TheCorporateCounsel.net

July 8, 2014

XBRL: SEC Staff Provides First Guidance In Years

I was surprised to see this set of “observations” issued by the SEC’s Division of Economic and Risk Analysis yesterday about XBRL exhibits and custom tags, as well as this sample letter from Corp Fin about calculation relationships. It has been nearly three years since the SEC last weighed in on XBRL, so I was starting to think that the SEC had given up the ghost in this area. I continue to read stories that not too many investors use XBRL – and then you see media pieces like this Reuters article entitled “U.S. House panel probes obsolete technology at SEC.” Another indicator – I just checked the links to the XBRL-oriented blogs in our “XBRL” Practice Area and nearly all of them were dead…

For most companies, the SEC’s limited liability protection for XBRL has expired – and it will expire entirely for all companies in October 2014. Meanwhile, this MoFo blog reports that NASAA is considering a model rule for electronic blue sky filings (here’s the proposed rules)…

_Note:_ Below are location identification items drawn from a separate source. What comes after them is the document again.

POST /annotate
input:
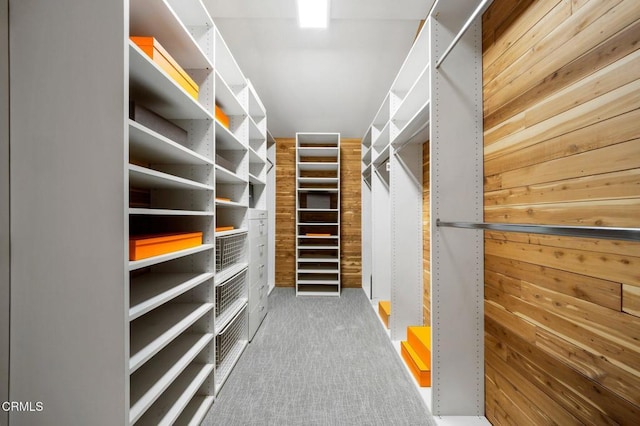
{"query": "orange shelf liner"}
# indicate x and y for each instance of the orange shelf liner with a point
(222, 117)
(163, 59)
(145, 246)
(224, 228)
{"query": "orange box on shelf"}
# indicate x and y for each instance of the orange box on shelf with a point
(161, 57)
(222, 117)
(144, 246)
(224, 228)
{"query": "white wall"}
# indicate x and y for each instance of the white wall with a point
(4, 207)
(69, 334)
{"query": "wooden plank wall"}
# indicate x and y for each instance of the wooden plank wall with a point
(350, 214)
(426, 239)
(562, 146)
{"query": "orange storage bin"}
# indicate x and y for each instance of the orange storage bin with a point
(222, 117)
(144, 246)
(156, 52)
(224, 228)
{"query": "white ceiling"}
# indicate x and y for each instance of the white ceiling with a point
(311, 80)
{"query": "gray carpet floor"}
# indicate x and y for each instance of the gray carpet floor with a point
(319, 361)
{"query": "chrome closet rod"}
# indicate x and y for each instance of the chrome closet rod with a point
(479, 10)
(602, 232)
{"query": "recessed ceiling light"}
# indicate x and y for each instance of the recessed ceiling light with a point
(313, 13)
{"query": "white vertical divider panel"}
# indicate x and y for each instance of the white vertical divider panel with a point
(381, 233)
(457, 266)
(271, 215)
(69, 298)
(366, 238)
(4, 209)
(406, 239)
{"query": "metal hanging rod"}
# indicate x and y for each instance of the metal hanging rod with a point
(601, 232)
(479, 10)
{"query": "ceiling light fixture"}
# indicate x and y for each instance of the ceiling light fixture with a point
(313, 13)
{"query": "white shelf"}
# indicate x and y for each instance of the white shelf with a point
(366, 156)
(317, 247)
(318, 189)
(227, 141)
(309, 166)
(157, 18)
(229, 272)
(195, 413)
(151, 380)
(382, 139)
(319, 282)
(226, 65)
(192, 14)
(317, 180)
(318, 260)
(175, 399)
(414, 63)
(317, 271)
(152, 290)
(226, 176)
(152, 332)
(318, 152)
(416, 130)
(167, 212)
(254, 131)
(381, 157)
(231, 232)
(319, 139)
(254, 157)
(366, 139)
(165, 97)
(256, 108)
(158, 149)
(230, 204)
(138, 264)
(255, 180)
(227, 99)
(142, 177)
(418, 95)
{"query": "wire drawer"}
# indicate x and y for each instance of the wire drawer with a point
(230, 296)
(230, 249)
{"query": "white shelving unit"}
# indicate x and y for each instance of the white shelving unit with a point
(318, 214)
(450, 96)
(271, 212)
(164, 331)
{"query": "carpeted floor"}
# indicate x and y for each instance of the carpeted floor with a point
(319, 361)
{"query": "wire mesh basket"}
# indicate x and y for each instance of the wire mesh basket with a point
(230, 249)
(230, 294)
(229, 346)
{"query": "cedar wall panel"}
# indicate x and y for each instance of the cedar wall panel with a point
(350, 214)
(561, 85)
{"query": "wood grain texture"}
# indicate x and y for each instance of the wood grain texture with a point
(562, 146)
(350, 213)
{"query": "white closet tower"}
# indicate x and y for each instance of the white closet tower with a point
(318, 214)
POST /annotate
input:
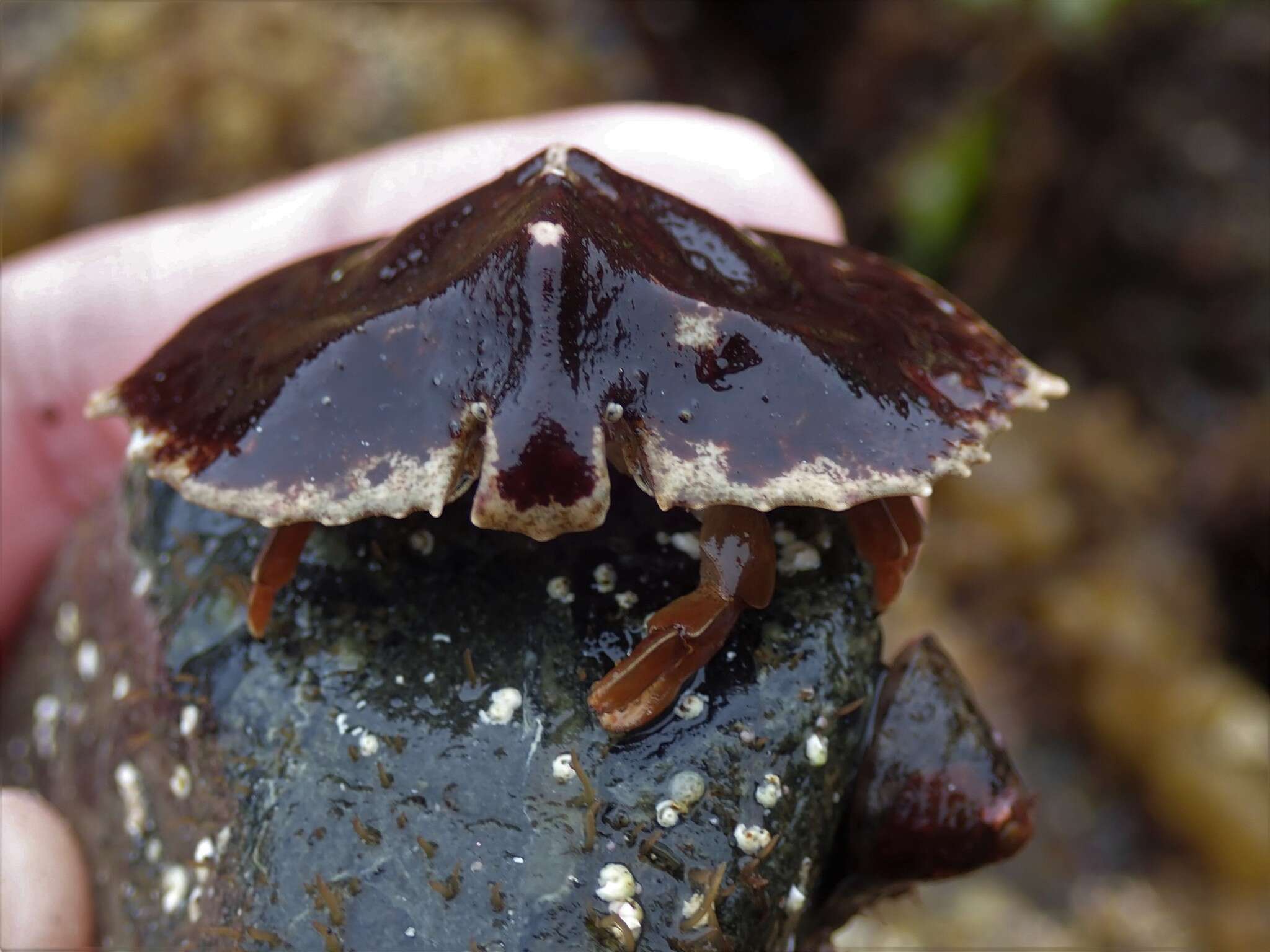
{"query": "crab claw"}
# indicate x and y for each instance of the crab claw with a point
(738, 571)
(888, 535)
(275, 568)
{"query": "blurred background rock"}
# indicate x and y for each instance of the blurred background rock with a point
(1094, 175)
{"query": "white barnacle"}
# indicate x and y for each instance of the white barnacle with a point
(195, 909)
(206, 851)
(180, 783)
(127, 781)
(189, 720)
(68, 624)
(606, 578)
(796, 901)
(751, 839)
(504, 705)
(687, 787)
(174, 886)
(424, 542)
(616, 884)
(687, 542)
(817, 751)
(562, 769)
(631, 915)
(769, 791)
(88, 660)
(561, 591)
(690, 706)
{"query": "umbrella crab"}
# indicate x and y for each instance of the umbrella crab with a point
(553, 323)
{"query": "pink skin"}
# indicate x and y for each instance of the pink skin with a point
(83, 311)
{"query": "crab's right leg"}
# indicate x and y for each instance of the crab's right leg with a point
(888, 535)
(275, 568)
(738, 570)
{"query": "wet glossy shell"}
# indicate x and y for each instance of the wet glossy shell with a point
(554, 320)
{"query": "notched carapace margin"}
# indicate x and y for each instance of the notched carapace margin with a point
(554, 323)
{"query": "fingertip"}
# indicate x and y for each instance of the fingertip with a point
(45, 894)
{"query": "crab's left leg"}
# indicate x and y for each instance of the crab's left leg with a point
(275, 568)
(738, 571)
(888, 535)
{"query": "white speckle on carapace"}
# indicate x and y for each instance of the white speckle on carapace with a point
(127, 781)
(796, 901)
(206, 851)
(616, 884)
(687, 542)
(504, 705)
(690, 706)
(88, 660)
(687, 787)
(562, 769)
(546, 232)
(561, 591)
(769, 791)
(68, 624)
(817, 751)
(174, 886)
(698, 330)
(605, 576)
(751, 839)
(180, 783)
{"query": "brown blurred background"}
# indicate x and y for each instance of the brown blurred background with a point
(1094, 175)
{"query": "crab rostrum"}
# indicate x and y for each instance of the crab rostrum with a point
(558, 320)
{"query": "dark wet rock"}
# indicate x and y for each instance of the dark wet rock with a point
(337, 785)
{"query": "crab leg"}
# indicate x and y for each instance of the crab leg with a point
(738, 571)
(275, 568)
(888, 535)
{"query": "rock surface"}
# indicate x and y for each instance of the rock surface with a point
(353, 782)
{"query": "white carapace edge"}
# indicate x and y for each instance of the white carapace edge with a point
(429, 484)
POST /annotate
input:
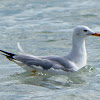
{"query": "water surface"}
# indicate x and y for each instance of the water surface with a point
(44, 27)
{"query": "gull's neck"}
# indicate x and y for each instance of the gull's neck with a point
(78, 53)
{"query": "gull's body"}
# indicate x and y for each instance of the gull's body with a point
(75, 60)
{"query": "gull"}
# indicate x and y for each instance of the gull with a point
(72, 62)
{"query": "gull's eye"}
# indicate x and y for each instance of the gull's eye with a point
(85, 30)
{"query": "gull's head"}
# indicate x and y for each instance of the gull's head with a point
(83, 32)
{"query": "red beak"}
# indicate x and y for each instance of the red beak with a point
(96, 34)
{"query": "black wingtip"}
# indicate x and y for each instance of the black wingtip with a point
(7, 53)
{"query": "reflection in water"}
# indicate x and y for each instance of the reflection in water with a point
(54, 82)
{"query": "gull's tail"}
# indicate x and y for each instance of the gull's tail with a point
(7, 54)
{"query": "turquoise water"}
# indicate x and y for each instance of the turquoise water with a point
(44, 27)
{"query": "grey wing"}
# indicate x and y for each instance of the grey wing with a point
(62, 63)
(34, 61)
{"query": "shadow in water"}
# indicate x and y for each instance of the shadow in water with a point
(57, 81)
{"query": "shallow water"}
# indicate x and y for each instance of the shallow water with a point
(44, 27)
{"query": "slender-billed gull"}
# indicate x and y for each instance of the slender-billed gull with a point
(74, 61)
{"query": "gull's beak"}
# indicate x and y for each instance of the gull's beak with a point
(96, 34)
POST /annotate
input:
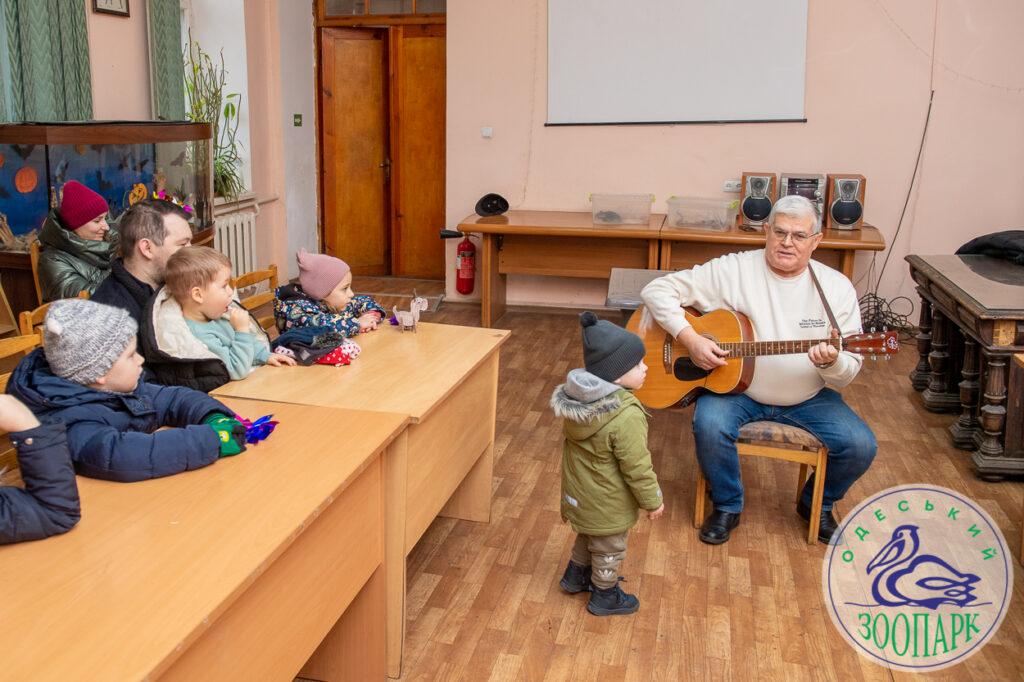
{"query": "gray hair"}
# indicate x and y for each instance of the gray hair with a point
(796, 206)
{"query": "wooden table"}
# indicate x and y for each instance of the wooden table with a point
(972, 321)
(568, 244)
(555, 243)
(444, 379)
(838, 249)
(236, 571)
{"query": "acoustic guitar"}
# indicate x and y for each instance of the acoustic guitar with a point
(673, 378)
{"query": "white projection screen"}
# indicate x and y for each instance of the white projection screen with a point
(675, 60)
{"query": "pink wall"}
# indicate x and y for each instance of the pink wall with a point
(868, 74)
(119, 60)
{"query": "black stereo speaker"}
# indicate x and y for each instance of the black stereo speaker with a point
(846, 201)
(758, 193)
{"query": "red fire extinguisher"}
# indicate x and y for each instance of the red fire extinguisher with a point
(465, 266)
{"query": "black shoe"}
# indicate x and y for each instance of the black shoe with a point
(611, 601)
(827, 526)
(576, 579)
(717, 526)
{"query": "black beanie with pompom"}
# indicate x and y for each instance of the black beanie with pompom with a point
(608, 350)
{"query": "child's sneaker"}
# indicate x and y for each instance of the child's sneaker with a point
(576, 579)
(611, 601)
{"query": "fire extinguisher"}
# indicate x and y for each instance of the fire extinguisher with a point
(465, 266)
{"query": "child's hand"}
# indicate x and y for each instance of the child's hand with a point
(239, 318)
(14, 416)
(369, 322)
(280, 359)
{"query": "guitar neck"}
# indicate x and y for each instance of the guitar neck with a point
(754, 348)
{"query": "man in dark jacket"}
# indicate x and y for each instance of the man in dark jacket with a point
(87, 376)
(48, 505)
(151, 231)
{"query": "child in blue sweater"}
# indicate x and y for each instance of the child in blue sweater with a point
(324, 299)
(200, 280)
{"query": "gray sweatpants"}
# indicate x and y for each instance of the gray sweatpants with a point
(604, 554)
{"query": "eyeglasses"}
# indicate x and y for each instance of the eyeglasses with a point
(798, 238)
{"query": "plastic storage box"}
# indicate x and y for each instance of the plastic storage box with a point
(622, 209)
(700, 213)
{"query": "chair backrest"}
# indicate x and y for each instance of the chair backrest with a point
(29, 321)
(9, 472)
(256, 301)
(34, 259)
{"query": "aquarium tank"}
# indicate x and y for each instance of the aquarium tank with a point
(124, 162)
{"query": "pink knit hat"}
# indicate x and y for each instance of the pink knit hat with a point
(320, 273)
(79, 205)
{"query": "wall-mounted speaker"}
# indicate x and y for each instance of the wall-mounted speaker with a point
(758, 193)
(846, 201)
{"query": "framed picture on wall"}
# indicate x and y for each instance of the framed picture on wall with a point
(119, 7)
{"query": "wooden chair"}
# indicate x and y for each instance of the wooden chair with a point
(781, 442)
(9, 473)
(34, 259)
(254, 302)
(30, 321)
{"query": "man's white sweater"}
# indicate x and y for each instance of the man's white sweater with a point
(779, 309)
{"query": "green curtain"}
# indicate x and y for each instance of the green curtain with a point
(46, 61)
(166, 69)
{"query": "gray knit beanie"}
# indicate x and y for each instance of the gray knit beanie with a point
(608, 350)
(83, 339)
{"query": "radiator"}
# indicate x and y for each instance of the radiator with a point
(235, 236)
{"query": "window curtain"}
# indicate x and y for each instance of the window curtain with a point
(44, 60)
(166, 69)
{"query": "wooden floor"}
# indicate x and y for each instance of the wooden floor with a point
(484, 601)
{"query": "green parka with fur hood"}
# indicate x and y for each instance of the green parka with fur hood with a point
(607, 474)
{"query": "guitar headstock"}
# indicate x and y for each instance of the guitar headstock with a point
(872, 343)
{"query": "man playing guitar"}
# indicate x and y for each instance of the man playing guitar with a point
(773, 287)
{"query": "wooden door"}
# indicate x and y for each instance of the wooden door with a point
(418, 141)
(354, 146)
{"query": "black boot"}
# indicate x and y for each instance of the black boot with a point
(717, 526)
(826, 527)
(576, 579)
(611, 601)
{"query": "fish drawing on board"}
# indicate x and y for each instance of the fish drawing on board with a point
(103, 184)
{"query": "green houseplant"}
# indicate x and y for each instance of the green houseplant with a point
(206, 101)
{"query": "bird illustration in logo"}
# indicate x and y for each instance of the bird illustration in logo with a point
(905, 578)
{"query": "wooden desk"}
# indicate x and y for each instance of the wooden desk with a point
(238, 570)
(444, 379)
(972, 321)
(555, 243)
(838, 249)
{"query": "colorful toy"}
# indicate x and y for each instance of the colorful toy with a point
(258, 430)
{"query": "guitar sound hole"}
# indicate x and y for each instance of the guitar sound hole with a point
(685, 370)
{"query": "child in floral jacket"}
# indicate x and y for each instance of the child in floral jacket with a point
(324, 298)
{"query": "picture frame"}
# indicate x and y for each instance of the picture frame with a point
(116, 7)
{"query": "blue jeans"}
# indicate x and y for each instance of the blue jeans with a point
(716, 426)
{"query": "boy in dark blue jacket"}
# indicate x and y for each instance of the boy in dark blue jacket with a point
(87, 376)
(48, 505)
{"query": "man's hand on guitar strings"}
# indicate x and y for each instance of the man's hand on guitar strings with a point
(823, 355)
(704, 352)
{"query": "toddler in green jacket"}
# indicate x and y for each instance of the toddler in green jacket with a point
(607, 475)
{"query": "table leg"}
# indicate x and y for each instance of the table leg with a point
(493, 283)
(395, 470)
(937, 396)
(964, 430)
(920, 375)
(989, 460)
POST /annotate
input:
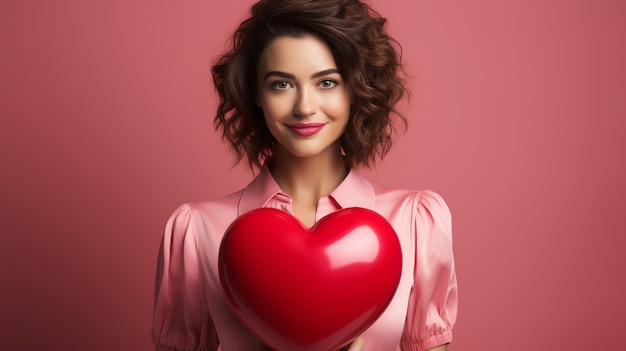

XBRL: Negative Values? What Does One Do?

Recently, a member asked “Do you have any gloss on how companies are dealing with issues regarding glitches in their XBRL tagged data?” My answer is that I have no idea whether companies amend their periodic reports to fix this issue. A while back, Corp Fin discussed the issue in a section entitled “Negative Values” within its December 2011 edition of its “Staff Observations from the Review of Interactive Data Financial Statements.” And I do know XBRL US issued this white paper a few years ago discussing this, as noted in the excerpt below:

“The most common problem, which comprised 64% of all errors, occurs when companies use signs on values incorrectly. Here is an example of a plastic materials and chemical company that reported “DividendsCommonStockCash” as a negative value when it should have been submitted as an absolute, positive value. The company tagged the values based on how they wanted it to be rendered, not on how the data should be input. They formatted the XBRL data with presentation in mind. It’s critical to remember that XBRL formatting produces “data” not “reports”. If data is incorrectly signed, the computer-readable data will not be correct even if it renders the way the company wants.

The US GAAP taxonomy is structured to interpret “DividendsCommonStockCash” as a reduction to retained earnings (e.g., negative), so that when a company inputs the value as a negative, it becomes an increase to retained earnings. This creates a “double negative”, essentially flipping the sign so that it becomes positive. The company used a negated label to make the data appear negative when rendered. In the screen shot below showing the SEC’s Interactive Data Viewer, the figure appears with the correct sign (negative) but the machine-readable XBRL data is incorrectly signed and anyone extracting this data for analytical purposes would be pulling incorrect information.”